$\text{Di}^2\text{Pose}$: Discrete Diffusion Model for Occluded 3D Human Pose Estimation
Weiquan Wang, Jun Xiao, Chunping Wang, Wei Liu, Zhao Wang, Long Chen
TL;DR
This work tackles occluded monocular 3D human pose estimation by marrying pose discreteness with diffusion modeling. It introduces Di^2 Pose, a two-stage framework that first quantizes 3D poses into discrete tokens via a VQ-VAE–style encoder/decoder with Local-MLP blocks, and then models those tokens with a conditional discrete diffusion process in latent space guided by a 2D image. The forward diffusion simulates occlusion via an Occ token and token replacement, while the reverse diffusion uses a transformer-based denoiser to recover poses, with a memory-efficient transition schedule. Empirically, Di^2 Pose achieves state-of-the-art performance on Human3.6M, 3DPW, and 3DPW-Occ, particularly excelling under occlusion, and ablations confirm the benefits of local joint modeling, occlusion-aware transitions, and higher diffusion steps for accuracy and robustness.
Abstract
Continuous diffusion models have demonstrated their effectiveness in addressing the inherent uncertainty and indeterminacy in monocular 3D human pose estimation (HPE). Despite their strengths, the need for large search spaces and the corresponding demand for substantial training data make these models prone to generating biomechanically unrealistic poses. This challenge is particularly noticeable in occlusion scenarios, where the complexity of inferring 3D structures from 2D images intensifies.

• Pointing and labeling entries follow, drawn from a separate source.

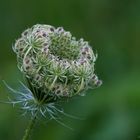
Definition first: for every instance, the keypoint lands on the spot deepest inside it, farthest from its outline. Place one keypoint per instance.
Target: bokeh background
(111, 112)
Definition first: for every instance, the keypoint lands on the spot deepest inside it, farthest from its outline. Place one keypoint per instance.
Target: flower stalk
(30, 127)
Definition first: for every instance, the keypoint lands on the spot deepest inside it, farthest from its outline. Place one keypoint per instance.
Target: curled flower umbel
(55, 64)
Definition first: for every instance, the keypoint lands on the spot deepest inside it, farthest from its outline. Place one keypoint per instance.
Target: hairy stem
(30, 127)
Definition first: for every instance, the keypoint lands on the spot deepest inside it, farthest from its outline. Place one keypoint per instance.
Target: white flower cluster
(54, 62)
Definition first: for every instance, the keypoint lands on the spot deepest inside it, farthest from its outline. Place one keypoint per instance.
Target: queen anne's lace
(55, 64)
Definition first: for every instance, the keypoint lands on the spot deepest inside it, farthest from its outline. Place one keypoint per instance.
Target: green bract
(55, 64)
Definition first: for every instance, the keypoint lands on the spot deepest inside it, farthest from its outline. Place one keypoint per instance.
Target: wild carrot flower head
(55, 64)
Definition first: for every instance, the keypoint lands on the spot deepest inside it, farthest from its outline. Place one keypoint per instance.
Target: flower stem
(30, 127)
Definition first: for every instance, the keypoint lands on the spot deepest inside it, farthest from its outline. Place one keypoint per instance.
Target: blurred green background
(111, 112)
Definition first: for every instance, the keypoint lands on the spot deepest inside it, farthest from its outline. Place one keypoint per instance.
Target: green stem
(30, 128)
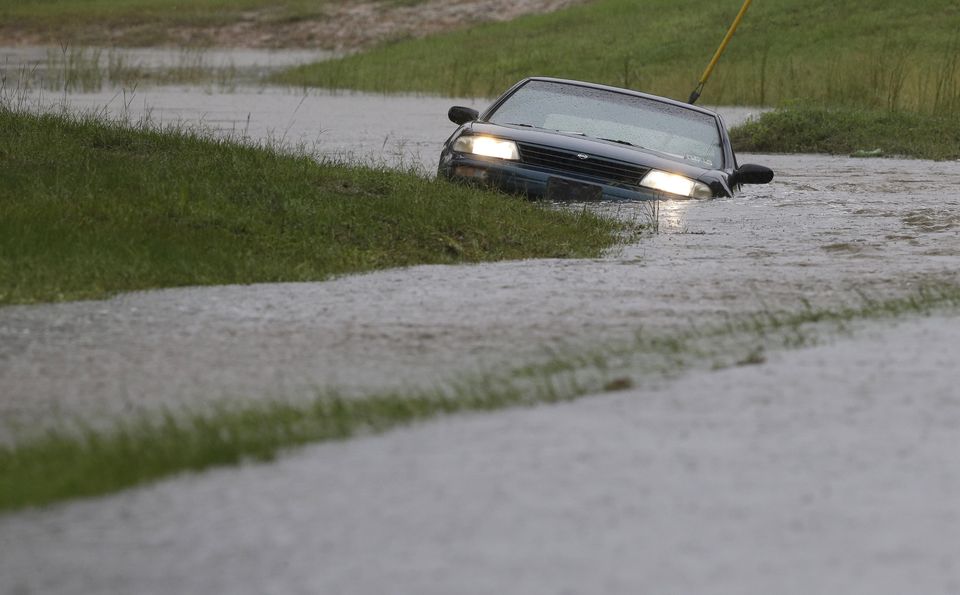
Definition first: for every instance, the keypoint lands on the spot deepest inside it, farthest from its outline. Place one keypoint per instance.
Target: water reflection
(671, 214)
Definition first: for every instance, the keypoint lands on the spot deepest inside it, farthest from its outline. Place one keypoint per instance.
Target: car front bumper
(516, 178)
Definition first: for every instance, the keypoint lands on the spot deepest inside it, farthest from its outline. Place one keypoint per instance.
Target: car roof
(674, 102)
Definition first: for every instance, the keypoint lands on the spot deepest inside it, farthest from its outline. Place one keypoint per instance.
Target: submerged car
(570, 140)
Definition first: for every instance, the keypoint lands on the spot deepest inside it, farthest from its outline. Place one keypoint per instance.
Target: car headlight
(487, 146)
(675, 184)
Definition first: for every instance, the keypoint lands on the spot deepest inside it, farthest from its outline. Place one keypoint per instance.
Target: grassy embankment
(70, 464)
(851, 64)
(89, 208)
(143, 22)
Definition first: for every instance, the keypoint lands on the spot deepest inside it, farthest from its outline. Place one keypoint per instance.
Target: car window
(683, 133)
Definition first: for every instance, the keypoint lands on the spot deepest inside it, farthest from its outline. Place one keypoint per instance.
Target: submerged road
(826, 469)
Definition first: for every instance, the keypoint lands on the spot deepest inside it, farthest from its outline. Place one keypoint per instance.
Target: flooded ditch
(829, 469)
(827, 231)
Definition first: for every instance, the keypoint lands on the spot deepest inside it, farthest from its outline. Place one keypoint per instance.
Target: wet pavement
(828, 230)
(828, 469)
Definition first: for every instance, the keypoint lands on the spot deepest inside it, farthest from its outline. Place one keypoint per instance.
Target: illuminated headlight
(674, 184)
(487, 146)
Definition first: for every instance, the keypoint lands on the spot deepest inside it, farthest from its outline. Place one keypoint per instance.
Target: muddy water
(37, 64)
(827, 229)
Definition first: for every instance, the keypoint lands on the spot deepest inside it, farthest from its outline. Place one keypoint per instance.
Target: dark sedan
(570, 140)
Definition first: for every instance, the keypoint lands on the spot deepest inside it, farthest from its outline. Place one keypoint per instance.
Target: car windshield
(682, 133)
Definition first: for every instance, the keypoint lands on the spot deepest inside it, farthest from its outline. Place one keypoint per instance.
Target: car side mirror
(749, 173)
(461, 115)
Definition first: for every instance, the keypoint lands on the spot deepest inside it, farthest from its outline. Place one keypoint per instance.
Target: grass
(878, 54)
(152, 22)
(852, 131)
(89, 208)
(69, 464)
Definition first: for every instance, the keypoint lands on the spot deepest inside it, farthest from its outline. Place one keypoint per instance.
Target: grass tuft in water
(70, 463)
(89, 208)
(850, 131)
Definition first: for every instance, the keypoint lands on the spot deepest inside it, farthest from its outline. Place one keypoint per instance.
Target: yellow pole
(716, 57)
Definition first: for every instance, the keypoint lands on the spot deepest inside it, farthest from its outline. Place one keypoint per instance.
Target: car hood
(600, 148)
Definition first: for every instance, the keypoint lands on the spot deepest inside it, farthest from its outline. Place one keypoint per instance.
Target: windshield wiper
(621, 142)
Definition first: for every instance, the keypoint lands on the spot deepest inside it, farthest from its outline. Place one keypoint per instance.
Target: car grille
(615, 172)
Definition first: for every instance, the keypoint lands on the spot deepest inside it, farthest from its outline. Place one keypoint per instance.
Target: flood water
(827, 231)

In response to these limitations, we introduce the Discrete Diffusion Pose ($\text{Di}^2\text{Pose}$), a novel framework designed for occluded 3D HPE that capitalizes on the benefits of a discrete diffusion model. Specifically, $\text{Di}^2\text{Pose}$ employs a two-stage process: it first converts 3D poses into a discrete representation through a \emph{pose quantization step}, which is subsequently modeled in latent space through a \emph{discrete diffusion process}. This methodological innovation restrictively confines the search space towards physically viable configurations and enhances the model's capability to comprehend how occlusions affect human pose within the latent space. Extensive evaluations conducted on various benchmarks (e.g., Human3.6M, 3DPW, and 3DPW-Occ) have demonstrated its effectiveness.